I answered that question in your "Bimini Bread" thread. You cannot take conch in Florida, not even the Keys. Frozen, imported conch is available. Do you remember Tark's Clam Stand or South Port Raw Bar? Bimini Bread is flown in daily, if I recall correctly, via puddle jumper.


----------



## lyndaW (Mar 24, 2012)

CraigC said:


> I answered that question in your "Bimini Bread" thread. You cannot take conch in Florida, not even the Keys. Frozen, imported conch is available. Do you remember Tark's Clam Stand or South Port Raw Bar?
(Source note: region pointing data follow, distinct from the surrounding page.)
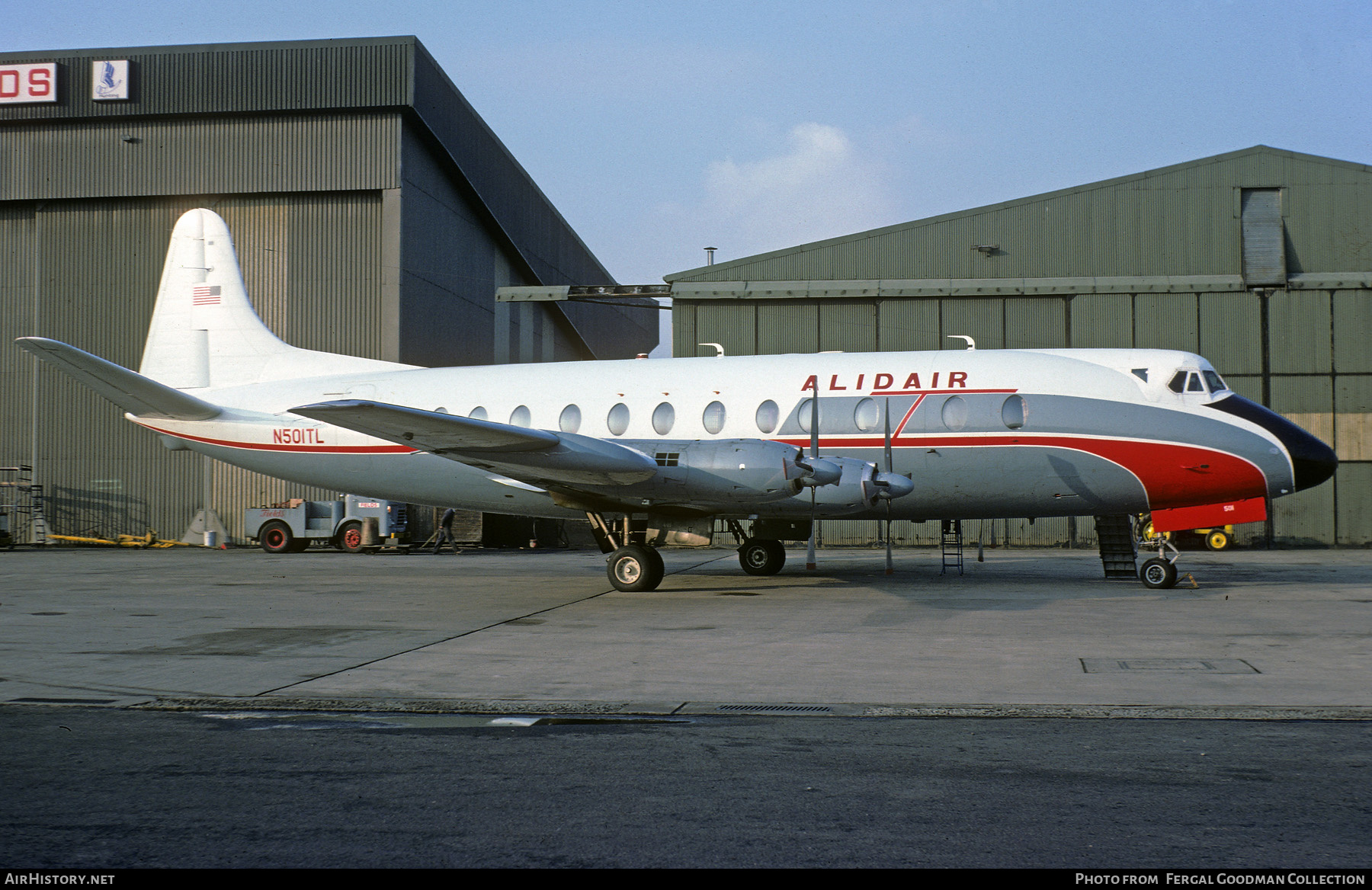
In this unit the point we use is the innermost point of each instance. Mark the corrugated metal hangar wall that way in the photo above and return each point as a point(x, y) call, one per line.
point(373, 214)
point(1258, 260)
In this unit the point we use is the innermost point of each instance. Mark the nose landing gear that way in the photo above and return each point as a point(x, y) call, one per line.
point(1159, 572)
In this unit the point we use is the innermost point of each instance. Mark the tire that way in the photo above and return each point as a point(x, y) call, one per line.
point(349, 538)
point(1159, 574)
point(277, 538)
point(636, 568)
point(761, 555)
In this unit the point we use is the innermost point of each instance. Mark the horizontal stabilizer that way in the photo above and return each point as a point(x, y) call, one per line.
point(136, 394)
point(534, 456)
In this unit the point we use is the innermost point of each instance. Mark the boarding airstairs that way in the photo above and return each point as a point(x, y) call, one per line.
point(21, 505)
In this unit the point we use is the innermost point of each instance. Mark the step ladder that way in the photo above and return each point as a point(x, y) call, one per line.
point(22, 498)
point(1117, 547)
point(953, 546)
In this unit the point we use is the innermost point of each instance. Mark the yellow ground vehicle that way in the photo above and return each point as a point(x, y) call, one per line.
point(1219, 538)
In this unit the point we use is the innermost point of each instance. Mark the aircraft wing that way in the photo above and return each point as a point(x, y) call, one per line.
point(136, 394)
point(535, 456)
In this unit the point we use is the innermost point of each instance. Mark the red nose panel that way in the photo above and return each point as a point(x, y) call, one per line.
point(1210, 516)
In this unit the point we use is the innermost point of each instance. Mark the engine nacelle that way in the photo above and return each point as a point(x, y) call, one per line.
point(726, 472)
point(861, 487)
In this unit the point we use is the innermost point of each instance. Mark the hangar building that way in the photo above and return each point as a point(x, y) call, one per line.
point(373, 213)
point(1260, 260)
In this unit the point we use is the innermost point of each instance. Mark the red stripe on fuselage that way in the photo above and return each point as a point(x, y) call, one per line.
point(1172, 475)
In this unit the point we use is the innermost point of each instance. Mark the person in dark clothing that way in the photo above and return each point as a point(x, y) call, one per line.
point(445, 531)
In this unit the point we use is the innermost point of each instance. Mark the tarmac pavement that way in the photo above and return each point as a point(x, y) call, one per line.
point(1027, 632)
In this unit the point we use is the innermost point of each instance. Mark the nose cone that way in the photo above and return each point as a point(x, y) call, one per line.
point(1310, 458)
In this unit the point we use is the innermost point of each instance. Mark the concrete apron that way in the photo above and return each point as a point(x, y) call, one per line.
point(1027, 632)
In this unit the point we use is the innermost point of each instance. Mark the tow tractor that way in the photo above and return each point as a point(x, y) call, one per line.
point(293, 526)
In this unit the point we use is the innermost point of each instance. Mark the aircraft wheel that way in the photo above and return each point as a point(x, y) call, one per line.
point(636, 568)
point(277, 538)
point(761, 555)
point(1159, 574)
point(349, 538)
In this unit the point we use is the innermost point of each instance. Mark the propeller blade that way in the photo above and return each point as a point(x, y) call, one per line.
point(891, 569)
point(814, 456)
point(888, 435)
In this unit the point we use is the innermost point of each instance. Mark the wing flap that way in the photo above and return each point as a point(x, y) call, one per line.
point(531, 456)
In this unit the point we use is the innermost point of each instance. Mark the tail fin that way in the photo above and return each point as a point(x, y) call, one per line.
point(206, 334)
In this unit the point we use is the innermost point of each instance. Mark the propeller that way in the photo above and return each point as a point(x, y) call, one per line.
point(814, 456)
point(886, 413)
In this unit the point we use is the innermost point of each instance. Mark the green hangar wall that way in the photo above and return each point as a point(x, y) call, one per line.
point(373, 214)
point(1258, 260)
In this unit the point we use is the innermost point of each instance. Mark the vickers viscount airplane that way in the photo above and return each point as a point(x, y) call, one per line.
point(678, 442)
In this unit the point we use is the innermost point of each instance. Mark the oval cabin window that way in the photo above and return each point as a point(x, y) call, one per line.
point(713, 418)
point(665, 418)
point(1013, 413)
point(867, 415)
point(768, 416)
point(569, 420)
point(617, 418)
point(955, 411)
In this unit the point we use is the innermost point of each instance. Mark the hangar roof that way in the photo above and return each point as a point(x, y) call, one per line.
point(1173, 221)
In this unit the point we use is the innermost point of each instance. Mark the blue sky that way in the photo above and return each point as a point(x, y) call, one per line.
point(662, 128)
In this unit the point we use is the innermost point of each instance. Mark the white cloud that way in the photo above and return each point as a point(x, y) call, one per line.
point(822, 185)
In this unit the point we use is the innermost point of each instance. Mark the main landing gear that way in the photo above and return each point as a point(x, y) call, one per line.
point(758, 555)
point(633, 565)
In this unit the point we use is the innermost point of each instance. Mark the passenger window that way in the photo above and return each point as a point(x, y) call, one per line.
point(768, 416)
point(665, 418)
point(617, 418)
point(569, 420)
point(1015, 413)
point(867, 415)
point(955, 413)
point(713, 418)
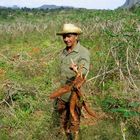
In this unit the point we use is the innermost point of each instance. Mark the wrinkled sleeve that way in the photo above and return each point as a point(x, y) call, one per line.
point(85, 61)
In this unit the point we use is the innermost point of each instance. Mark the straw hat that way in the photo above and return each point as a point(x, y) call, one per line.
point(70, 28)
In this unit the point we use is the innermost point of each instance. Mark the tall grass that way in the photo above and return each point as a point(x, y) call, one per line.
point(29, 72)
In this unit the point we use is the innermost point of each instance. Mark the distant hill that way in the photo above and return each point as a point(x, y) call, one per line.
point(130, 3)
point(52, 7)
point(41, 7)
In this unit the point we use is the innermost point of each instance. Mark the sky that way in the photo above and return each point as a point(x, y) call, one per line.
point(89, 4)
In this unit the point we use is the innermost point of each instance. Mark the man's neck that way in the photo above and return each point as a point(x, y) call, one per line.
point(69, 49)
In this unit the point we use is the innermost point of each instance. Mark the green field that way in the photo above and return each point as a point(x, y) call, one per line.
point(29, 50)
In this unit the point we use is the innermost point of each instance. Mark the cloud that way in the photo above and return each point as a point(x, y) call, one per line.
point(90, 4)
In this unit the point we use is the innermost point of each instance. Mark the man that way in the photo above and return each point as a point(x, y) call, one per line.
point(80, 56)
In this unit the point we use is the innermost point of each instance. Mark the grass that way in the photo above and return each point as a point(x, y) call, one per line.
point(29, 50)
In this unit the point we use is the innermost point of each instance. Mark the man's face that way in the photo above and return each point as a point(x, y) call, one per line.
point(70, 39)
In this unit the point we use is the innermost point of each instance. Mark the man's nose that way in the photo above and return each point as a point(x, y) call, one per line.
point(65, 38)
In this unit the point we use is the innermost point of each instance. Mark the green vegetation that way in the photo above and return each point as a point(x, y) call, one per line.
point(29, 72)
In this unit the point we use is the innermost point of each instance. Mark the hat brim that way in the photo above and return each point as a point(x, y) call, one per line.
point(63, 33)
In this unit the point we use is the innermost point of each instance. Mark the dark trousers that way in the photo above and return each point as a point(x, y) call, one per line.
point(66, 121)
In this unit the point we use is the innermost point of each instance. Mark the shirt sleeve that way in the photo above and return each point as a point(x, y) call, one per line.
point(85, 62)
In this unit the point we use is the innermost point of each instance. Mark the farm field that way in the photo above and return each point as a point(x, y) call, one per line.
point(29, 50)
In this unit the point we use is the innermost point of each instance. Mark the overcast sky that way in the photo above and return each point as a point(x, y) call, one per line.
point(89, 4)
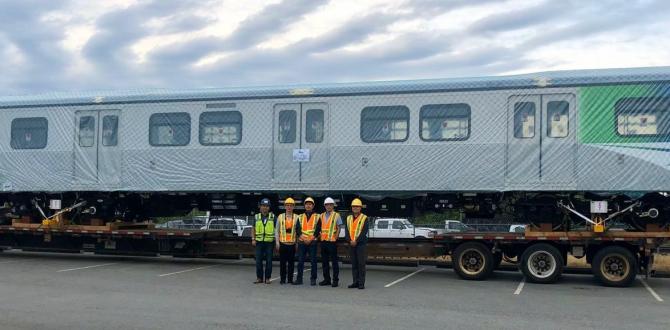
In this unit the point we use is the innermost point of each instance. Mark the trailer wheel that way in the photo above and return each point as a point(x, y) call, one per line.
point(614, 266)
point(473, 261)
point(497, 259)
point(542, 263)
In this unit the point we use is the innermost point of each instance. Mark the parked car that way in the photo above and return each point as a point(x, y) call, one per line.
point(235, 226)
point(517, 228)
point(455, 226)
point(399, 228)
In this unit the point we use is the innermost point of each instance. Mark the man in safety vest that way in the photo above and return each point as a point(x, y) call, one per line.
point(285, 241)
point(357, 236)
point(331, 222)
point(262, 237)
point(308, 231)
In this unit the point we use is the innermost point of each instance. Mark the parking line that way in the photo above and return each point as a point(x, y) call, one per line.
point(653, 293)
point(187, 270)
point(404, 278)
point(87, 267)
point(294, 274)
point(520, 287)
Bimini Bread is flown in daily, if I recall correctly, via puddle jumper.


It has been sooo many years,
was TARK;s Clam Stand in Dania/Hollywood ??
Is "Dirty Earnie's Restaurant & Bar on Federal Highway still their?  On my, such long ago (good) memories


----------



## CraigC (Mar 28, 2012)

lyndaW said:


> It has been sooo many years,
> was TARK;s Clam Stand in Dania/Hollywood ??
> Is "Dirty Earnie's Restaurant & Bar on Federal Highway still their? On my, such long ago (good) memories


 
Yes, Tarks was in Dania. I'm not sure about Dirty Earnie's, but Freddy's Anchor Bar moved from the corner at Federal and SR84. The revolving restaurant at Pier 66 is still there.


----------